This complexity and rapidly growing marketplace means a huge opportunity for solution providers, Capgemini Senior Vice President of Application Services Ron Tolido said in an interview with CRN.

"The moment you start to simply improve your effects and metrics and get a better objective understanding of the landscape, that seems to be a breakthrough in moving forward," Tolido said.

The clear enthusiasm in the marketplace for applications in business has been driven by rapid growth in cloud, social, mobile and big data technologies, Tolido said. However, Tolido said that while the interest is fueling growth in the number of applications a business take on, the landscape is not suitable yet for all of them. For solution providers, that means there's an opportunity to improve business processes by implementing best practices for their clients.

Adding that value helps create a self-perpetuating cycle for mature solution providers, where best practices and the right applications for the business can help cut costs and improve efficiencies, the savings from which can be reinvested into the IT budget for further improvements.

Drew Kimball, director of product management and marketing of cloud services at Cbeyond, said that three years ago, businesses would only move less-business-critical applications to the cloud, but now they are realizing the benefits and moving more applications to the cloud and picking up even more to go along with them.

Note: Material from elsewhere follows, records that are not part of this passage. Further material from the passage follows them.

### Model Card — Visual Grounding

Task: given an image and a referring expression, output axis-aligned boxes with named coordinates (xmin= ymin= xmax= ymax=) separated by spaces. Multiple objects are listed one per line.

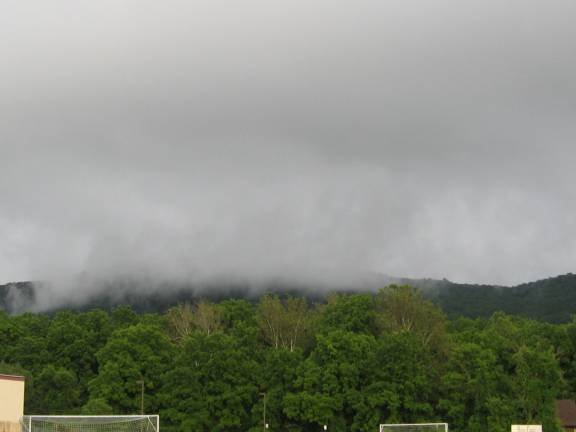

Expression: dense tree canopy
xmin=0 ymin=286 xmax=576 ymax=432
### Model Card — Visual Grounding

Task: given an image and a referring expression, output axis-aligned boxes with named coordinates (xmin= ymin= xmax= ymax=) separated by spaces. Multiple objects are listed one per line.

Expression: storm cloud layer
xmin=0 ymin=0 xmax=576 ymax=296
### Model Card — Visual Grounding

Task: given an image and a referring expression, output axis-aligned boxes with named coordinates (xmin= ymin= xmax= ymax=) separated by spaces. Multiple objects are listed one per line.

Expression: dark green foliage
xmin=0 ymin=286 xmax=576 ymax=432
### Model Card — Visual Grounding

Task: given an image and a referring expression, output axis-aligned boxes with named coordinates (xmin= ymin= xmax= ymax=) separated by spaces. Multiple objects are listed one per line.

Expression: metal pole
xmin=136 ymin=379 xmax=144 ymax=415
xmin=260 ymin=393 xmax=268 ymax=432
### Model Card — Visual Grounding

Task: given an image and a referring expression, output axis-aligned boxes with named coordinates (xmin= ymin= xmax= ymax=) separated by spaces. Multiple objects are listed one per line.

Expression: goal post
xmin=380 ymin=423 xmax=448 ymax=432
xmin=20 ymin=415 xmax=160 ymax=432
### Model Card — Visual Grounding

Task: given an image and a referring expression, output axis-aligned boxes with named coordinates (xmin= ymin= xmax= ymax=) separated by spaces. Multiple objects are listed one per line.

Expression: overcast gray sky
xmin=0 ymin=0 xmax=576 ymax=290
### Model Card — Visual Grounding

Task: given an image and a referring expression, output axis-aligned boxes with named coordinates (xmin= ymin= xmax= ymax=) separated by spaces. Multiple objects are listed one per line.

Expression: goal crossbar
xmin=380 ymin=423 xmax=448 ymax=432
xmin=20 ymin=415 xmax=160 ymax=432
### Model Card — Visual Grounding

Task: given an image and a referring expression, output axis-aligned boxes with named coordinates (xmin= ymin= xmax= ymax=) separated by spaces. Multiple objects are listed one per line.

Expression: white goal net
xmin=380 ymin=423 xmax=448 ymax=432
xmin=20 ymin=415 xmax=160 ymax=432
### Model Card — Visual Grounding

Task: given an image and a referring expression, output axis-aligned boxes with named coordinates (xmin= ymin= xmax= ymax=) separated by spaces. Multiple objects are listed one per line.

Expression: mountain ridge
xmin=0 ymin=273 xmax=576 ymax=323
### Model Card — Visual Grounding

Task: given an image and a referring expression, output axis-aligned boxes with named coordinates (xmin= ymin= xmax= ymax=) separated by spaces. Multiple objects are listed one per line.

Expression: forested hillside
xmin=0 ymin=286 xmax=576 ymax=432
xmin=0 ymin=273 xmax=576 ymax=323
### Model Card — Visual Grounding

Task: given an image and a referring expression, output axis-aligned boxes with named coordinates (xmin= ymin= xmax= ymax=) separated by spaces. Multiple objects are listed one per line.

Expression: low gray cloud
xmin=0 ymin=0 xmax=576 ymax=302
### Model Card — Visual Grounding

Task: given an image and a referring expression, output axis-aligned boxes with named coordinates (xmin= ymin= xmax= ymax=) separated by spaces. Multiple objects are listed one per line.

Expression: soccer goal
xmin=380 ymin=423 xmax=448 ymax=432
xmin=20 ymin=415 xmax=160 ymax=432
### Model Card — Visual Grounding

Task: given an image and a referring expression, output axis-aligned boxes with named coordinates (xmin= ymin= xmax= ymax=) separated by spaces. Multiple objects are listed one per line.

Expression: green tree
xmin=160 ymin=333 xmax=259 ymax=432
xmin=31 ymin=365 xmax=80 ymax=415
xmin=89 ymin=324 xmax=174 ymax=414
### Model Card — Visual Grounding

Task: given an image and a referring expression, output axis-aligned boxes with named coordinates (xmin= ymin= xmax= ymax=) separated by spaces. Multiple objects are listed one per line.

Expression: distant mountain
xmin=0 ymin=273 xmax=576 ymax=323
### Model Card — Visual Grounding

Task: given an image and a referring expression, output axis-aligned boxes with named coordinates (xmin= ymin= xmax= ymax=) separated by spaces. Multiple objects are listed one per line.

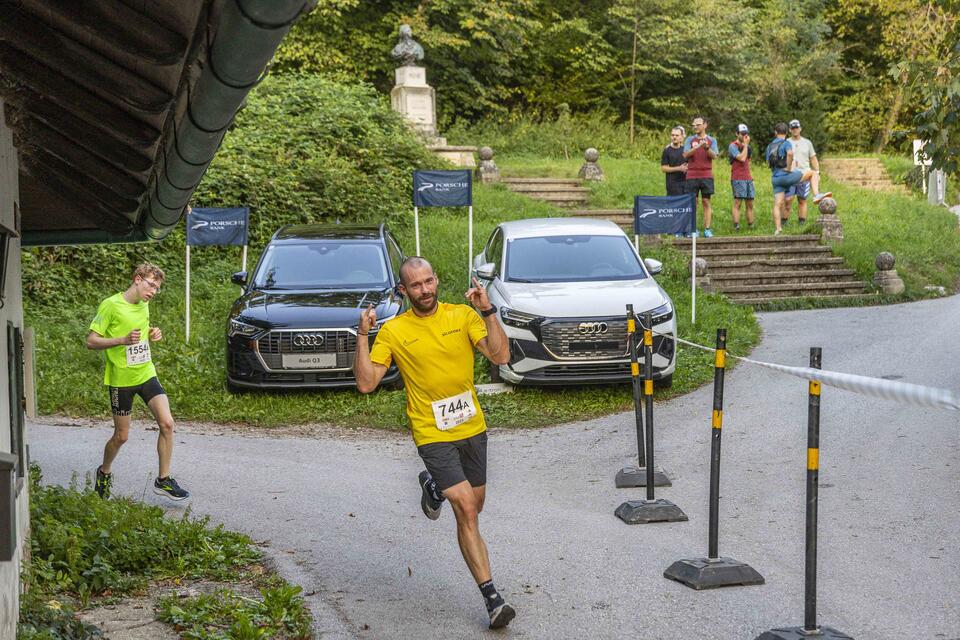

He said that Cbeyond itself has evolved to provide more than just the cloud infrastructure to its clients and is working to offer a more robust application and application management portfolio.

"We're moving quickly into providing solutions on top of infrastructure, instead of simply providing the infrastructure," Kimball said.

Kimball said he predicts that the application landscape and cloud will only continue to expand, and he said Cbeyond will "continue to adapt and focus" to stay on top of the trends.

"Three years from now, I'd be surprised to see more than a small percentage that haven't moved something to the cloud," he said. "Tech firms will be completely in the cloud."

For solution providers to get ahead of the trend, Tolido recommended they start by getting the basics together. He said the application landscape is one of the biggest worries, so solution providers should work on establishing a foundation for their clients. Once the existing landscape is cleaned up, he said, solution providers can use the applications as a "wedge" to create more business breakthroughs.

"Use these next generation of technologies as a tool, a lever if you like, to create some breakthroughs," Tolido said.